An extremely well educated friend of mine who might be expected to spend her leisure time reading philosophy or listening to Haydn String Quartets actually spends a lot of it completing immensely complicated jig-saw puzzles supplied to her in plastic bags so that she does not see the picture; but when she inserts the last piece she does not stand back, as might be expected, to admire her handiwork, but immediately sweeps the pieces back into the bag. Few of us are so forensically dedicated to the process, rather than to the product. Most of us, at least outside major bureaucracies, want product at the end of a process and are upset if things don't work out as we would like. I particularly remember the huge amount of work I put into negotiating the construction of an eye clinic on a Caribbean island which was trashed within a week of its opening by Hurricane David; and I remember a fleet of eye health vehicles we supplied to Uganda being requisitioned by a new government after a military coup. I think of one or more such incidents every time I sing the second verse of that magnificent Robert Bridges hymn lyric "All my hope on God is founded"; let me remind ourselves of it:

Pride of man and earthly glory,
Sword and crown betray his trust;
What with care and toil he buildeth,
Tower and temple, fall to dust.

That is the essence of our Reading today from the Book of Ecclesiastes; it is not our efforts that are in vain it is our hopes for what our efforts will achieve. We, who struggle in our humble ways, in the Grace of God, to strive to build the Kingdom on Earth as it is in heaven, are process people after all, created to struggle and created to fail. History and experience should both teach us about our own futility but pride, the cause of our initial downfall, has bequeathed us this imperfect world; and pride is the cause of our failure to see our own futility.

Nonetheless, we are so knowing about the man in the Gospel of Luke who builds himself bigger barns with the smugness which only the very rich can carry off. He apparently doesn't know what's coming; but we do. And yet we don't seem to think it's coming to us.

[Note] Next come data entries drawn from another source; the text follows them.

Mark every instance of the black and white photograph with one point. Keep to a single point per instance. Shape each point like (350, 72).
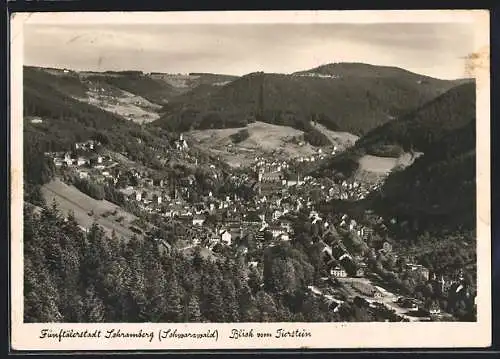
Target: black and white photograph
(250, 172)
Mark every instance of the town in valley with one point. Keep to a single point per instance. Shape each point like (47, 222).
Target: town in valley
(200, 197)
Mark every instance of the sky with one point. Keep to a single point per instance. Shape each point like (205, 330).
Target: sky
(434, 49)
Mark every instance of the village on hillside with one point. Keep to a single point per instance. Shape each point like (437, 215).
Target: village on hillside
(277, 201)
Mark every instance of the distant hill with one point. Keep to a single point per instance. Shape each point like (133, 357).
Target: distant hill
(439, 190)
(357, 99)
(67, 120)
(135, 82)
(417, 131)
(421, 128)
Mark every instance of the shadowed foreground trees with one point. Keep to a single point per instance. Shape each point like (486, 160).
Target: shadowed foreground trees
(73, 276)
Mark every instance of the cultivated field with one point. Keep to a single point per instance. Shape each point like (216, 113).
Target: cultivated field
(125, 104)
(264, 138)
(69, 198)
(341, 139)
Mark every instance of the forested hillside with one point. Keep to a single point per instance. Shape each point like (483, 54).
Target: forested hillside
(421, 130)
(439, 189)
(353, 101)
(156, 91)
(423, 127)
(71, 276)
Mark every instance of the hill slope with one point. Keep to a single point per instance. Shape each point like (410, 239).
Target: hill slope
(359, 98)
(439, 190)
(421, 128)
(419, 131)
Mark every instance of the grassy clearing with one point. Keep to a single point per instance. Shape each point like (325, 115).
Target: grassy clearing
(88, 210)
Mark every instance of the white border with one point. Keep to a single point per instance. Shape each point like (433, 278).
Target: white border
(324, 335)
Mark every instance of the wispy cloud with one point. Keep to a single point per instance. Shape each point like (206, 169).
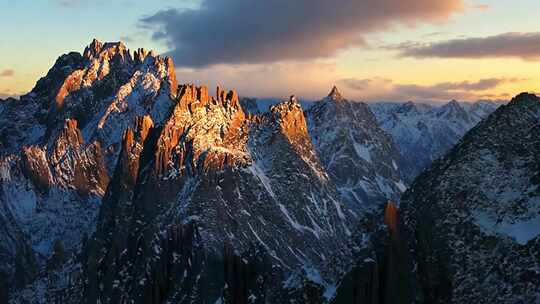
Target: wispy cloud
(246, 31)
(386, 89)
(7, 73)
(517, 45)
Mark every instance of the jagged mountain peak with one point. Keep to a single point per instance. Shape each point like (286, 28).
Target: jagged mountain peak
(335, 94)
(482, 199)
(525, 98)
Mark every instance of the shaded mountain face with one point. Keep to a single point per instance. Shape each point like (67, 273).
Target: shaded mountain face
(475, 214)
(423, 132)
(218, 207)
(358, 155)
(59, 145)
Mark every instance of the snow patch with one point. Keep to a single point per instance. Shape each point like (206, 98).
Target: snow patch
(521, 231)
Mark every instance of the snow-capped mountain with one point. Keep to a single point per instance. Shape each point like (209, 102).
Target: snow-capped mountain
(60, 142)
(474, 216)
(359, 156)
(426, 132)
(117, 185)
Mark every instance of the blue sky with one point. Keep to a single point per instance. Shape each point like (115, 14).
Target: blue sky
(35, 33)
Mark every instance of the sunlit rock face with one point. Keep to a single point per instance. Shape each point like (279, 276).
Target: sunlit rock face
(474, 214)
(59, 145)
(424, 132)
(358, 155)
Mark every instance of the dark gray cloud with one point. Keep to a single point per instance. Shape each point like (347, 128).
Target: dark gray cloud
(385, 89)
(7, 73)
(247, 31)
(519, 45)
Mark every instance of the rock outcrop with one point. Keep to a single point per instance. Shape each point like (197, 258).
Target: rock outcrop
(473, 216)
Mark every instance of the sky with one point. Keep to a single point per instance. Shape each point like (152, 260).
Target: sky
(373, 50)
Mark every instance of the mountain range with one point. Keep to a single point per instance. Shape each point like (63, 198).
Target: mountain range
(119, 185)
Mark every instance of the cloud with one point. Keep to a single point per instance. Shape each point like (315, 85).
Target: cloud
(246, 31)
(482, 7)
(386, 90)
(7, 94)
(308, 80)
(7, 73)
(518, 45)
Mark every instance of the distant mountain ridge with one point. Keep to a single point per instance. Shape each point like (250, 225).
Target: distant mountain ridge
(425, 132)
(117, 185)
(114, 175)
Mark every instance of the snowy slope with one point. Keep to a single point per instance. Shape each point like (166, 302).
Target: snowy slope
(59, 144)
(425, 132)
(474, 214)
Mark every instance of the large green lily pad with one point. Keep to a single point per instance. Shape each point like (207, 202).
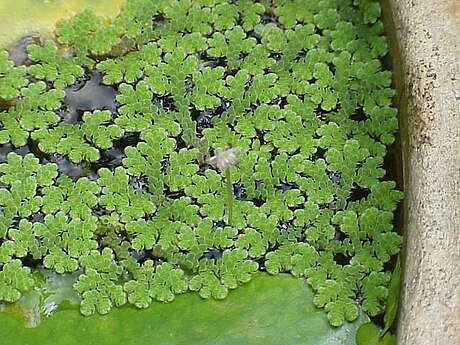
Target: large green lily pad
(267, 310)
(26, 17)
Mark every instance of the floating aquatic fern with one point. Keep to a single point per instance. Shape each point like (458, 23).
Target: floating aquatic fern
(111, 126)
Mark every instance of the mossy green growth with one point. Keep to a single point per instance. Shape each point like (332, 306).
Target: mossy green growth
(107, 134)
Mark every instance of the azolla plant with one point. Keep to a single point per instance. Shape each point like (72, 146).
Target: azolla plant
(113, 142)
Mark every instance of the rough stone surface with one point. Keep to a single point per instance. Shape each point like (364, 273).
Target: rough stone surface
(425, 49)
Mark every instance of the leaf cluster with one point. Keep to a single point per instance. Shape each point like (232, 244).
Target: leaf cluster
(296, 87)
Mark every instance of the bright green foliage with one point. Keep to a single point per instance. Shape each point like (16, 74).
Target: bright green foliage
(122, 191)
(52, 67)
(155, 282)
(100, 136)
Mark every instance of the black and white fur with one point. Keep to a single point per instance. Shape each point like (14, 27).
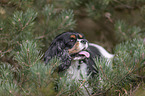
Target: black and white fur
(67, 46)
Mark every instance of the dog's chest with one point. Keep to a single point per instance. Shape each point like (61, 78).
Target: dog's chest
(77, 71)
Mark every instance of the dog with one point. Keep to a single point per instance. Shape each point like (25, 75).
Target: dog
(76, 54)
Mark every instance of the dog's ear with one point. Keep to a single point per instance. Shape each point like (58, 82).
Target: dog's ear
(55, 49)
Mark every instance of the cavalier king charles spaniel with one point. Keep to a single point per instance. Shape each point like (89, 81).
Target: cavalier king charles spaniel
(76, 54)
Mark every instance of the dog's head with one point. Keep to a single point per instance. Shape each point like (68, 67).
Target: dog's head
(68, 45)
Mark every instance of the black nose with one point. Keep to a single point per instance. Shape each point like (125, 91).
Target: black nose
(84, 41)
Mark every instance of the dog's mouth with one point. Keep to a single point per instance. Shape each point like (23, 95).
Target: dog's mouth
(80, 55)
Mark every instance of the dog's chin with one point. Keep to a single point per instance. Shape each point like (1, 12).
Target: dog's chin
(80, 55)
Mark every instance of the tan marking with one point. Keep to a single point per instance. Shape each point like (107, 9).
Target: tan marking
(75, 48)
(73, 36)
(80, 36)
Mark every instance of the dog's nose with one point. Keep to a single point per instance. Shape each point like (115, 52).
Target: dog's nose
(84, 41)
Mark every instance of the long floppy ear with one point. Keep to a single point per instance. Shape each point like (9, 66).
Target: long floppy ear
(55, 49)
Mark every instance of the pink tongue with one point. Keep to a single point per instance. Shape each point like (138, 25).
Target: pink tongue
(85, 53)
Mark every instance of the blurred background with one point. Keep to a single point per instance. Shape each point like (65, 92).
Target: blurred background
(96, 18)
(27, 27)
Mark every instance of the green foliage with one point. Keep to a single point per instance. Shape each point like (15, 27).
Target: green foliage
(8, 85)
(126, 32)
(55, 23)
(96, 8)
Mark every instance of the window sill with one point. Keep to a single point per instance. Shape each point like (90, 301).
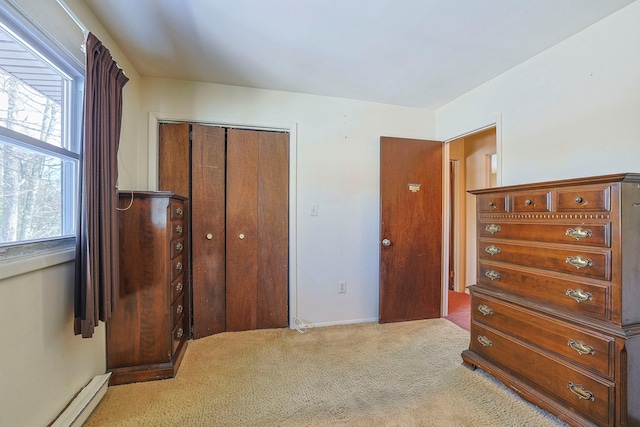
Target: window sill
(26, 258)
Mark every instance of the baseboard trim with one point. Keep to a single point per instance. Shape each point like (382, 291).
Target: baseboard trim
(78, 411)
(342, 322)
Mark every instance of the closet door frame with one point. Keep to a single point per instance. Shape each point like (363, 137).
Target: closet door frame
(291, 128)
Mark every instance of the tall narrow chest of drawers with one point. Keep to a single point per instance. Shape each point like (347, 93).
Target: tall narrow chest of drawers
(146, 334)
(556, 307)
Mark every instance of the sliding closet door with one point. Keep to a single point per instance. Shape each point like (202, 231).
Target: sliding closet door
(208, 169)
(257, 230)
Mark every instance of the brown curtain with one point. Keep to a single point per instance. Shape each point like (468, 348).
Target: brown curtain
(96, 284)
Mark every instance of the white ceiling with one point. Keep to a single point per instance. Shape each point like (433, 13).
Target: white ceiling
(419, 53)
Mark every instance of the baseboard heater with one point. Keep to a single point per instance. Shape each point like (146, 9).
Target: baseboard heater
(79, 409)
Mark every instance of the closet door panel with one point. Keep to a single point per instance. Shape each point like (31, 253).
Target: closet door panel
(242, 229)
(208, 158)
(273, 230)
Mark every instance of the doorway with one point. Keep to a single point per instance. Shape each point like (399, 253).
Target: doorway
(472, 165)
(410, 229)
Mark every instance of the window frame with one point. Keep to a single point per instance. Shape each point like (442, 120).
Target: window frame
(20, 257)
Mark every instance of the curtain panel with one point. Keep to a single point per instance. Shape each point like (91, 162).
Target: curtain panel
(97, 280)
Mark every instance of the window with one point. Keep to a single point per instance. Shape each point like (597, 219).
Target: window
(40, 112)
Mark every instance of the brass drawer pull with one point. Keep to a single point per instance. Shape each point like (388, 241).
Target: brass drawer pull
(485, 309)
(580, 391)
(579, 262)
(578, 233)
(492, 250)
(486, 342)
(579, 295)
(492, 228)
(581, 347)
(492, 274)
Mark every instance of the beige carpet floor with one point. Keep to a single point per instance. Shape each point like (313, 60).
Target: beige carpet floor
(400, 374)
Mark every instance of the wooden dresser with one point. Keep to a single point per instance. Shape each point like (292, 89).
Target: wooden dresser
(556, 307)
(147, 333)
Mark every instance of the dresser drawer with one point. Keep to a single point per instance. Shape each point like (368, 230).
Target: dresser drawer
(583, 199)
(580, 298)
(178, 334)
(592, 351)
(177, 209)
(177, 310)
(539, 201)
(577, 261)
(177, 266)
(177, 287)
(493, 203)
(177, 229)
(177, 247)
(572, 233)
(589, 395)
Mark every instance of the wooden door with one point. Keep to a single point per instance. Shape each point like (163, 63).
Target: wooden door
(411, 229)
(208, 188)
(257, 230)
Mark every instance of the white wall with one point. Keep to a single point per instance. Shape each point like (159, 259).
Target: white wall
(571, 111)
(43, 365)
(337, 169)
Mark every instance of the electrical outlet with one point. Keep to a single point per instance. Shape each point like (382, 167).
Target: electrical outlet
(342, 287)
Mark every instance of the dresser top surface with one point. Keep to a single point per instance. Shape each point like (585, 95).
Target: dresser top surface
(601, 179)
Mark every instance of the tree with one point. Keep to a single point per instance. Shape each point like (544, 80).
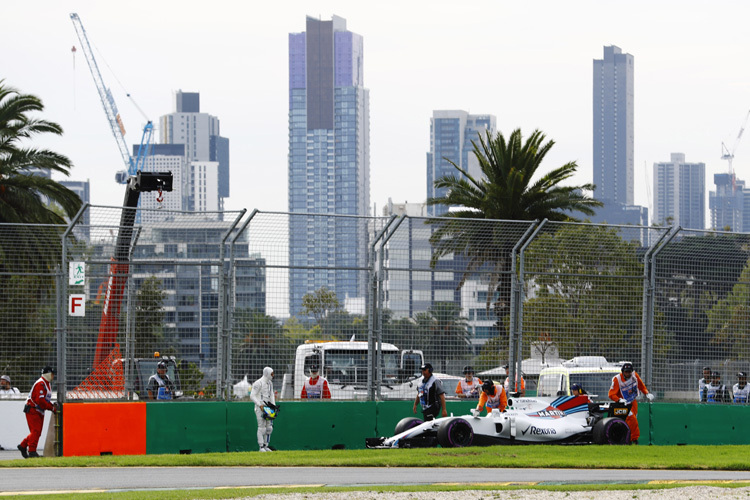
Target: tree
(729, 319)
(446, 331)
(320, 303)
(258, 341)
(506, 191)
(577, 276)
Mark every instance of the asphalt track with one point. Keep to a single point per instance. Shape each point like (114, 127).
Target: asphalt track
(53, 479)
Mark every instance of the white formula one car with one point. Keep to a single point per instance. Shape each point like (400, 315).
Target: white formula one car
(565, 419)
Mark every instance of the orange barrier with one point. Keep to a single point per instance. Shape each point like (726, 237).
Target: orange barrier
(104, 429)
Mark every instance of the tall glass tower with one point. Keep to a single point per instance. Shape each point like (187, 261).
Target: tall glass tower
(329, 161)
(452, 134)
(613, 127)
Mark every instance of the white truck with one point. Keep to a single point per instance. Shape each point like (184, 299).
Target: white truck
(344, 364)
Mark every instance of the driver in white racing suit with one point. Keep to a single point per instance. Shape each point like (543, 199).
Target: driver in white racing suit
(261, 394)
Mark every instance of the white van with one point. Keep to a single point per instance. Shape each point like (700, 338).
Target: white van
(593, 373)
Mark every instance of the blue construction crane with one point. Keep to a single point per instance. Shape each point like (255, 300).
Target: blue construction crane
(113, 116)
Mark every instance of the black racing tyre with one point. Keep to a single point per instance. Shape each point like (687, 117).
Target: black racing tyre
(611, 430)
(406, 423)
(455, 433)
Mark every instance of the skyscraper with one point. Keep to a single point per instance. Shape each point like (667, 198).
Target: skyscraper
(205, 185)
(451, 136)
(329, 160)
(613, 127)
(679, 193)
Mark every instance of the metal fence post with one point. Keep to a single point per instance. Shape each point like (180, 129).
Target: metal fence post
(62, 308)
(374, 331)
(649, 284)
(516, 345)
(231, 302)
(223, 375)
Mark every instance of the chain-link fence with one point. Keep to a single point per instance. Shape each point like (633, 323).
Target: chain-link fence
(366, 301)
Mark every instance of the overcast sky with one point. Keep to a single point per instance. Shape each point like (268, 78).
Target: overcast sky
(529, 63)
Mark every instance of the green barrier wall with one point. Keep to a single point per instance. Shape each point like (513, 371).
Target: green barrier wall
(201, 427)
(189, 427)
(320, 425)
(694, 423)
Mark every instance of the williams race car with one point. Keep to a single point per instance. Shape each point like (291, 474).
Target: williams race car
(565, 419)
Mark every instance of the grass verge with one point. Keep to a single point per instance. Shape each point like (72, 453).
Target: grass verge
(725, 457)
(230, 493)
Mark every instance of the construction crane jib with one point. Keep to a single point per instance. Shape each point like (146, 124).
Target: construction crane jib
(110, 109)
(726, 153)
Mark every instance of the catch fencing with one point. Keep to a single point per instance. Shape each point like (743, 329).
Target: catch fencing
(365, 299)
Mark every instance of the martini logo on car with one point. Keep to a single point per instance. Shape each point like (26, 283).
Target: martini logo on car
(549, 413)
(534, 430)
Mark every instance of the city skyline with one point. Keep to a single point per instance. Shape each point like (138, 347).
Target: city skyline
(534, 73)
(329, 161)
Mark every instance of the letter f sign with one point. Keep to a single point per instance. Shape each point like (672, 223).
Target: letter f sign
(77, 305)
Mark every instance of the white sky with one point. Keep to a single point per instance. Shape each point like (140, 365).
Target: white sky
(528, 63)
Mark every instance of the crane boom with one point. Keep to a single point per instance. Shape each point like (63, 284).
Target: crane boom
(110, 109)
(108, 102)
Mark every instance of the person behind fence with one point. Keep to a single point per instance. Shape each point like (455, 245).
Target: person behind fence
(522, 391)
(265, 407)
(315, 387)
(6, 389)
(741, 389)
(625, 389)
(39, 401)
(160, 386)
(469, 386)
(430, 395)
(702, 383)
(493, 396)
(716, 392)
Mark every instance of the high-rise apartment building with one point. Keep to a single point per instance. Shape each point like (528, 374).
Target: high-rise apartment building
(613, 127)
(199, 132)
(727, 203)
(679, 193)
(165, 158)
(451, 136)
(329, 161)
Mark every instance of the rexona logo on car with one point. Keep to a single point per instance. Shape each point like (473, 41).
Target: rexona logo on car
(532, 430)
(549, 413)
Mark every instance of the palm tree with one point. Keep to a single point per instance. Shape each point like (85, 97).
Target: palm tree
(26, 198)
(23, 195)
(506, 191)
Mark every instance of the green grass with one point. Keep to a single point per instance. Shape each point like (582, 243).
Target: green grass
(601, 457)
(251, 492)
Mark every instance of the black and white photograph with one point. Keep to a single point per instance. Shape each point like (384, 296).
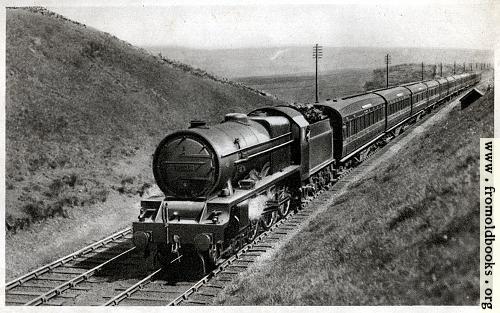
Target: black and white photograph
(249, 153)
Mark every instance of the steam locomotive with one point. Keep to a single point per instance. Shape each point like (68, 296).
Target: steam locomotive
(222, 184)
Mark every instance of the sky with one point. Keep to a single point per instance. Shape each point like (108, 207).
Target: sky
(442, 24)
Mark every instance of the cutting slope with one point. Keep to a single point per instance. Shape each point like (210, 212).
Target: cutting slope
(85, 110)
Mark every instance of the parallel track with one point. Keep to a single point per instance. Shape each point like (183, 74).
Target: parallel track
(45, 285)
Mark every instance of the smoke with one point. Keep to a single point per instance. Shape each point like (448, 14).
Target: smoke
(277, 54)
(256, 206)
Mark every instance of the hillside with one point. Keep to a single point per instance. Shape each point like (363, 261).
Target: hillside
(407, 234)
(301, 88)
(275, 61)
(84, 111)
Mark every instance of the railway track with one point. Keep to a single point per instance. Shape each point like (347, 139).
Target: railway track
(62, 281)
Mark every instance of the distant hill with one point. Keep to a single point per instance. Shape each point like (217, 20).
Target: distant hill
(85, 110)
(301, 88)
(247, 62)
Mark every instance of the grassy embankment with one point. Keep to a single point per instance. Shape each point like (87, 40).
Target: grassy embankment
(406, 234)
(85, 110)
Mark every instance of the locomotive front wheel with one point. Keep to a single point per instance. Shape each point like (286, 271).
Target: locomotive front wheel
(268, 219)
(284, 208)
(254, 231)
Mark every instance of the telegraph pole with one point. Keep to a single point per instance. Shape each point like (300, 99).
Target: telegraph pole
(387, 62)
(317, 54)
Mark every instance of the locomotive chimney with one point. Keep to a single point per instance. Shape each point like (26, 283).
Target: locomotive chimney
(197, 123)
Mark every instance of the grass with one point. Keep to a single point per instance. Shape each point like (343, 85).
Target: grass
(83, 104)
(301, 88)
(408, 234)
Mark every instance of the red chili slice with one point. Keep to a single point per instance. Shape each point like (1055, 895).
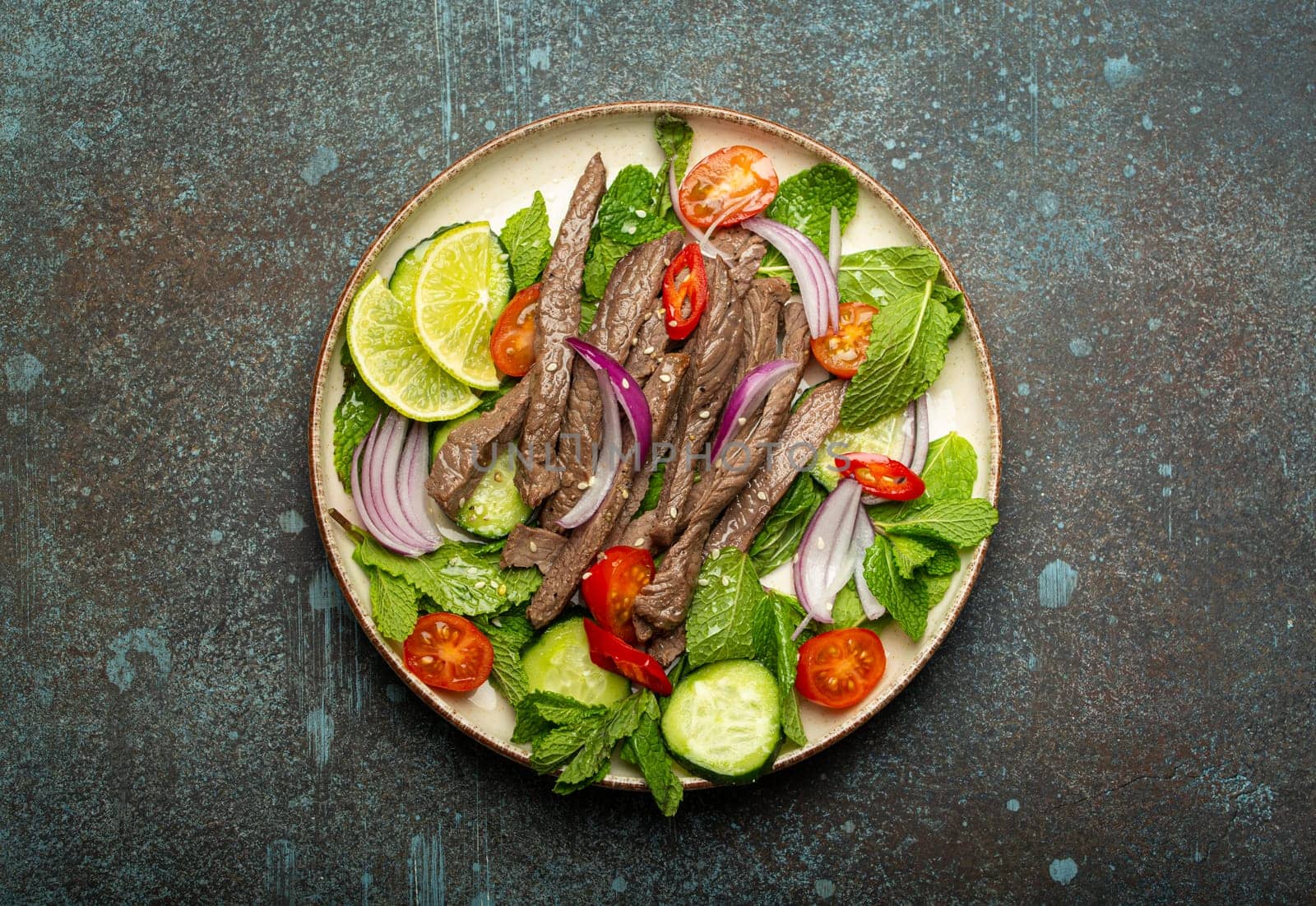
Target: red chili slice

This is not to say that we should shirk human endeavour but simply that we need to put it into perspective, not only in the sense that our tastes and habits should be moderate but more specifically in the sense that we evaluate ourselves and what we do with clear-sightedness, bearing in mind three concepts:

If the author of the Book of Ecclesiastes was indeed King Solomon, he turned out to be no better than those he so directly chided: yes, he was immensely clever in the case of the disputed baby; but he was lured by sexual lust into turning away from God and his political legacy was the inevitable disintegration of his kingdom from which it never recovered. It is a story we recognise as it is difficult to think of any politician, other than Churchill, who left office more popular than when he or she took it; and this is because, no matter what good they might do, it is never enough. As we give them the jobs to do that we won't do ourselves, they are bound to disappoint. But there is another, more fundamental reason. Solomon didn't know the precise formulation of the Second Law of Thermodynamics but he instinctively knew it that, in one of its formulations, things break down over time and that putting things together in one place simply uses energy from another; from its very beginning, creation has slowly been winding down.

But as Christ entered history to save us, so he left history with his promise of everlasting life; as he suffered for us, as well as with us, so he promised to put an end to suffering; as he was of the Godhead that created our universe with a fatal flaw, so he lived in the flawed universe in solidarity with us as well as for us. Thus, our necessarily imperfect world will be transformed when the Kingdom of God is realised. Whatever else the Crucifixion means to us, this meaning - often called the "classical model" - is the most important but it has frequently been obscured by our obsession with moral sins rather than the redemption from what some call "original sin". The obsession arises, I think, because while we know that only God in Jesus can save us from original sin, the power to define what moral sins are and to mete out punishment is irresistible. While the triumph of Jesus over death can be understood in many ways, I always go back to the cosmic meaning of the crucifixion rather than to more subjective interpretations.

In that context, it is easier to be content with our lot and to do our Kingdom building modestly and faithfully, expecting nothing, and never admiring our own handiwork. My friend of the jig-saws may just have a point.